Other pieces act more implicitly, not telling stories but invoking environments around the objects. Tse-Wen Tsao’s photos of future energy infrastructure in Central Asia (also mentioned above) remind us that there is more to the present world than we know. Fiona Bell makes precious and evocative objects out of food waste—3D-printed pieces on the gallery’s mantlepiece are printed from a paste made of ground eggshells, showing us how the fast production enabled by this new technology doesn’t have to drown us in a sea of plastic junk. Her sculptures will naturally compost themselves in a period of weeks when returned to the ground.

The tension between collectivity and identity is generative in these worlds. If everyone can make their own food, energy, and staples, then what would public life be like? What would bring people together? Making things with friends and family is more rewarding than working alone, artist OZ Sanders seems to answer. In a large graphite drawing, we can see material and human culture working its magic, as groups of people socialize, work, and play in a universe where everything is made with intention and care. Urban spaces and infrastructures support this collectivity, and they show up everywhere as well. “Eco-City Dreaming,” a drawing by Sara Dunn, shows us an elegant plant-draped neo-Arts Nouveau intersection. Taylor Smith-Hams brings this public works speculation back to Baltimore, with a series called Brave Enough to Imagine. These ask, could we—right now—re-arrange our politics in a way that de-prioritizes abuses of police power (Defund BPD), and re-centers collective investment in transportation (Build the Red Line)? How far away is this future world anyway? One year? One day?


Standouts include two large paintings by Numinous Jachens, “To Climb a Tree and Almost Touch the Sun,” and “Navigating Peripheral Mysteries.” These accomplish worldbuilding by way of immersion. We step into them like a warm bath. Rachel Rusk’s “Resonance” is another stunner, but one that works in more oblique ways. Right at the gallery’s entrance a low table holds three objects: reishi mushroom fruiting bodies in beds of sand on custom platters carved from black walnut, resting on richly textured blue fabric. Are these diorama islands? Organisms? Centerpieces from a spaceship cafeteria? Yes and yes.

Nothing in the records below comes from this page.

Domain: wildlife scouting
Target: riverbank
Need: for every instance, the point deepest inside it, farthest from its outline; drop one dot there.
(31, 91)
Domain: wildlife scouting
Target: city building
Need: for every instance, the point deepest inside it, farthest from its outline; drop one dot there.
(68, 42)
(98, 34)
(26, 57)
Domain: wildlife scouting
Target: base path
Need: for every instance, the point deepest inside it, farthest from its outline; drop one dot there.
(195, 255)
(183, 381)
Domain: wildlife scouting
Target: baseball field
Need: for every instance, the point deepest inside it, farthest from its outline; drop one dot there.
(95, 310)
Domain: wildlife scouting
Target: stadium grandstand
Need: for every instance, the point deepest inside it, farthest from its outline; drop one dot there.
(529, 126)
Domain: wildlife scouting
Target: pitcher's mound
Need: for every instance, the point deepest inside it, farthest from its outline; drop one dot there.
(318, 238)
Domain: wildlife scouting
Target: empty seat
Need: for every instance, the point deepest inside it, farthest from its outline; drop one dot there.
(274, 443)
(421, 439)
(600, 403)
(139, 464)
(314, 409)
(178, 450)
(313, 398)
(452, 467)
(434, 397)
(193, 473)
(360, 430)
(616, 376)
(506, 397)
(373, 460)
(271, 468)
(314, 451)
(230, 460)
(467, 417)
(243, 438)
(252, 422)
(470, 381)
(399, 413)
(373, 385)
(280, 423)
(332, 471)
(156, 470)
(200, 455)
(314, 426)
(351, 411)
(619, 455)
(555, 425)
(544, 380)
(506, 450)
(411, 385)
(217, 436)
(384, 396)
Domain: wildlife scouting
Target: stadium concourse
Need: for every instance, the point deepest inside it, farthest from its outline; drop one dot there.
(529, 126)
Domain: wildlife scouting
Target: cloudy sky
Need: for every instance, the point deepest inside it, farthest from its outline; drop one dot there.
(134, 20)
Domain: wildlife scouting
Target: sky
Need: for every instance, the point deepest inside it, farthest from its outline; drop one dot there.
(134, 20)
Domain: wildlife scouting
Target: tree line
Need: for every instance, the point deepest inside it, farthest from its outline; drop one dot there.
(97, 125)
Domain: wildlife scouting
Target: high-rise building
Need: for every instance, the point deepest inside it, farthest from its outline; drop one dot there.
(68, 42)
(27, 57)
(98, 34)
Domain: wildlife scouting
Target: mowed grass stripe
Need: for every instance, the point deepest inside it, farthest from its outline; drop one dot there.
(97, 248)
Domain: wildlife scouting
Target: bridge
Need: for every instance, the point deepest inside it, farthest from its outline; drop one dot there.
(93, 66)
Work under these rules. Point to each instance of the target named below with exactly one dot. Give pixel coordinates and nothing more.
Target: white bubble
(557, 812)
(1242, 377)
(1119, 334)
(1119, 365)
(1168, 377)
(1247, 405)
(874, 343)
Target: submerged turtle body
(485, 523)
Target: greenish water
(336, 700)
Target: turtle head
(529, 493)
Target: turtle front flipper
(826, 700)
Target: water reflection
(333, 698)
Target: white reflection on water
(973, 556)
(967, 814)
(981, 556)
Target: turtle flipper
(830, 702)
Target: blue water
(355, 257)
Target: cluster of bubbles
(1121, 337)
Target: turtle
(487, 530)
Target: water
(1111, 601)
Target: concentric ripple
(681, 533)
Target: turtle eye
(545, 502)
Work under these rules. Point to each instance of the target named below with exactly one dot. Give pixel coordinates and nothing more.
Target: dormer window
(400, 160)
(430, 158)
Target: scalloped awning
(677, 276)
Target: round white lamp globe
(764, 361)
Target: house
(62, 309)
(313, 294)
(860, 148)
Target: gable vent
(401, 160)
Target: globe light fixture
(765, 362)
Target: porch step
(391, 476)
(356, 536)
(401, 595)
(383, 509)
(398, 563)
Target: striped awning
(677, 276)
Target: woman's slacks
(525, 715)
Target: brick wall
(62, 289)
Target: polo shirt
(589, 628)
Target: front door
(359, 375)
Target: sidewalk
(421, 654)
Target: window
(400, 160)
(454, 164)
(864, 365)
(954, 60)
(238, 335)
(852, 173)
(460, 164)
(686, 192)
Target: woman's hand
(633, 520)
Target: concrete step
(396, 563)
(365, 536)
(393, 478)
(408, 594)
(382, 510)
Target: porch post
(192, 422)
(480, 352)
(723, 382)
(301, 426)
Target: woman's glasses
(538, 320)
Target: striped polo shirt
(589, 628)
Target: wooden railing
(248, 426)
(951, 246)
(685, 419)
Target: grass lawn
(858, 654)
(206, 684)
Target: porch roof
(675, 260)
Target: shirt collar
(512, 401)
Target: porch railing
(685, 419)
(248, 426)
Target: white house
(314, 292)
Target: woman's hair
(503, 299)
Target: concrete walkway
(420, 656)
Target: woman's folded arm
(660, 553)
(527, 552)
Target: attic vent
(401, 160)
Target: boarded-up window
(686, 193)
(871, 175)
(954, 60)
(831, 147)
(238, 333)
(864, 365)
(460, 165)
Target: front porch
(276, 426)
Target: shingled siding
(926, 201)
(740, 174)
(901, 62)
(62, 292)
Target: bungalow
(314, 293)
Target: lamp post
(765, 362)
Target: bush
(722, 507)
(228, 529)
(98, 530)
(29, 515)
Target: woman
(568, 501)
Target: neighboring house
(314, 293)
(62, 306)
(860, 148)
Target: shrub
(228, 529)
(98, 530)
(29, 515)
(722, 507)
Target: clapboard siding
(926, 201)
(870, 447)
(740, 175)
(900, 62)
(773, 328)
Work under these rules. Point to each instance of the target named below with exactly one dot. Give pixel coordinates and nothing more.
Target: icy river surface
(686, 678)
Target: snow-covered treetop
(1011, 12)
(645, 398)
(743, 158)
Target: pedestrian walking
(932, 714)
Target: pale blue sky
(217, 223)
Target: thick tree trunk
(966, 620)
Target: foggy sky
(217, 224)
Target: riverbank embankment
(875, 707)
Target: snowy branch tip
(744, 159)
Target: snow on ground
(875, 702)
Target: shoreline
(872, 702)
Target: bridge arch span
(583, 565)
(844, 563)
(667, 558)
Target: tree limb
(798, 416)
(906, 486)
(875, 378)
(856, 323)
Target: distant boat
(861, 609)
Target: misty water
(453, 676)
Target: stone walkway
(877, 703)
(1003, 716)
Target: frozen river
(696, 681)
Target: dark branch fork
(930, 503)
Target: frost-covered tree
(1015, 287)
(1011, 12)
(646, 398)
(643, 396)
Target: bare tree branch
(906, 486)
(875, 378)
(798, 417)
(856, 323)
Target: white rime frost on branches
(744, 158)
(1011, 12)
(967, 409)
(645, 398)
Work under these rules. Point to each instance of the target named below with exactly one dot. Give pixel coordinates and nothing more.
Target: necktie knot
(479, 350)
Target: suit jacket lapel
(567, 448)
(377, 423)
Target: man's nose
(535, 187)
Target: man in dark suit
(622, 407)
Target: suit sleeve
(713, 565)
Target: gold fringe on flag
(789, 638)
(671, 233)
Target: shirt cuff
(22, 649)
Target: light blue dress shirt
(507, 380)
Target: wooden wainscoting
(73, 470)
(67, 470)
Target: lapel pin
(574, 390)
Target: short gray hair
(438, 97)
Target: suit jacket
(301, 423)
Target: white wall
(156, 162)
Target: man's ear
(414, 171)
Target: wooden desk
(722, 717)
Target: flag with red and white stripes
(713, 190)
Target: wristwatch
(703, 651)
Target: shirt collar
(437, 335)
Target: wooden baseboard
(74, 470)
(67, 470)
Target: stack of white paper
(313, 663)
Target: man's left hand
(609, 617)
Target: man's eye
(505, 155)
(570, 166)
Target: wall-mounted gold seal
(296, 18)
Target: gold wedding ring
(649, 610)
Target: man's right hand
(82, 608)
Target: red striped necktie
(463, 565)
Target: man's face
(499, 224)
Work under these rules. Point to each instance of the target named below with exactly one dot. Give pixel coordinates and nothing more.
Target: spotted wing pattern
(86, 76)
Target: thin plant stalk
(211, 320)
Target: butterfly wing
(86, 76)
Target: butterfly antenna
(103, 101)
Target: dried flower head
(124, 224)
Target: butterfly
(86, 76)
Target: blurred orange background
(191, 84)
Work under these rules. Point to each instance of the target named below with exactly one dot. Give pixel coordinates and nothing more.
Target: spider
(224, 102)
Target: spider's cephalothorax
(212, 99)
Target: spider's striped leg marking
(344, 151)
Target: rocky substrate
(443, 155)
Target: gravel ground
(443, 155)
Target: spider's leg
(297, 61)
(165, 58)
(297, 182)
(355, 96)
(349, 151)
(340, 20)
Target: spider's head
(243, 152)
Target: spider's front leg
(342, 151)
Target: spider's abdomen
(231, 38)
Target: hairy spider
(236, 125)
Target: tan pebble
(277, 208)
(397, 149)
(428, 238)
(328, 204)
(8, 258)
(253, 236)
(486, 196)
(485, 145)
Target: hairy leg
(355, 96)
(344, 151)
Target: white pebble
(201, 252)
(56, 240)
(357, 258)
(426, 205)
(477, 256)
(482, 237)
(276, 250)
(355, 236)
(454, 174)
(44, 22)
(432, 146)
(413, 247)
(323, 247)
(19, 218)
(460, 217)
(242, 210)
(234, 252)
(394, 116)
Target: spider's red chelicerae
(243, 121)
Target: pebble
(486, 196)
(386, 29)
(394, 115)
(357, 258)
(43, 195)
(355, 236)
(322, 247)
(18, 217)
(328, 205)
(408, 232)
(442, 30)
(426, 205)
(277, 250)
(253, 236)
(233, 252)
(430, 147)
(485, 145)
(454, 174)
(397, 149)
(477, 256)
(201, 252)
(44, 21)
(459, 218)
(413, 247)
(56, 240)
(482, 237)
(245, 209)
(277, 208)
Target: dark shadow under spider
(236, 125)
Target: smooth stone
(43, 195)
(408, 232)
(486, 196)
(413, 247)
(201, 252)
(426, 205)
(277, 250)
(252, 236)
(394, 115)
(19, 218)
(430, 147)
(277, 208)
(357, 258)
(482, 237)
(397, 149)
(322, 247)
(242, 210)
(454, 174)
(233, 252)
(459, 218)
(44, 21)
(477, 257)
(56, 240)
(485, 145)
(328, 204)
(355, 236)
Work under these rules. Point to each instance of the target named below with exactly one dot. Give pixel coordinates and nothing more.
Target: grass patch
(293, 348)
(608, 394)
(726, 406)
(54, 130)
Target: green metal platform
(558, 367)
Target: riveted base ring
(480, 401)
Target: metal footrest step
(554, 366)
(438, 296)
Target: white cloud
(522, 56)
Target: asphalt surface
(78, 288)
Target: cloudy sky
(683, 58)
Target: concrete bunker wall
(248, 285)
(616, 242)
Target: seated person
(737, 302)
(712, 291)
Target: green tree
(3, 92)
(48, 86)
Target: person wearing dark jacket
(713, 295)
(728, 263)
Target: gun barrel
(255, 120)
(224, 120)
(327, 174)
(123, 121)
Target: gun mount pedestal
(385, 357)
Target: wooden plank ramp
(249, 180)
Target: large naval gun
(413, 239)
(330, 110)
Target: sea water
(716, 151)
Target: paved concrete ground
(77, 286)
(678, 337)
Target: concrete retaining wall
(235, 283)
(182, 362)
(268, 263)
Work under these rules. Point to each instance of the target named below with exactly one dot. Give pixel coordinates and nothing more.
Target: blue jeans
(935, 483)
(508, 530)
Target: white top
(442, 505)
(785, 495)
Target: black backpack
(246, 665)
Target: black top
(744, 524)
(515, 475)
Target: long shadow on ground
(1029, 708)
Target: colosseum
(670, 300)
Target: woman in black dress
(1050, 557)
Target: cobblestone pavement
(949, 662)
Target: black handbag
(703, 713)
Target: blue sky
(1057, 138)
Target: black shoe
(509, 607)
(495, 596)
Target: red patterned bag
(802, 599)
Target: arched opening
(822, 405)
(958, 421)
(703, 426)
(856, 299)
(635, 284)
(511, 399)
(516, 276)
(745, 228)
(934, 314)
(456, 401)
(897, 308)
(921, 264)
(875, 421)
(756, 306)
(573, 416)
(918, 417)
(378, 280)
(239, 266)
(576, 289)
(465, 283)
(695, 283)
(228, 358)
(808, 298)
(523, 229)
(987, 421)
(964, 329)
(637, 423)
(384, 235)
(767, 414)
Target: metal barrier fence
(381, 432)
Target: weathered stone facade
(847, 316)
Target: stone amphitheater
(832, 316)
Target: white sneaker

Whatever they are, they are not as isolated as they seem, from one another, or from us. “It’s a community.” the curators told me, when I asked what it was like to think about the future in West Baltimore. Like the many manifestations of mycelium itself, all of the institutions, DIY spaces, organizers, artists, activists and neighbors here rely on and support one another. And the pieces in the show also form a network. Scheiber says that one reason mushrooms are so interesting is that they are queer—abject, even—a part of the forest ecosystem that expresses itself with hundreds of genders, doing the valuable work of recycling what’s no longer needed, and affecting our hearts, bodies, and minds in so many new ways.
They contain worlds. There’s a particular kind of line-making and form-making in much of the work here that resonates with the form of the mushroom—not a straight line but always one with a subtle or sudden curve, expressing abundance and change. Science fiction writer Ursula K. Le Guin—no stranger to worldmaking or solarpunk herself—writes about these lines in her 1972 book, The Word for World is Forest, and her description could also encompass this show: “No way was clear, no light unbroken, in the forest. Into wind, water, sunlight, starlight, there always entered leaf and branch, bole, and root, the shadowy, the complex. Little paths ran under the branches, around the boles, over the roots; they did not go straight, but yielded to every obstacle, devious as nerves.”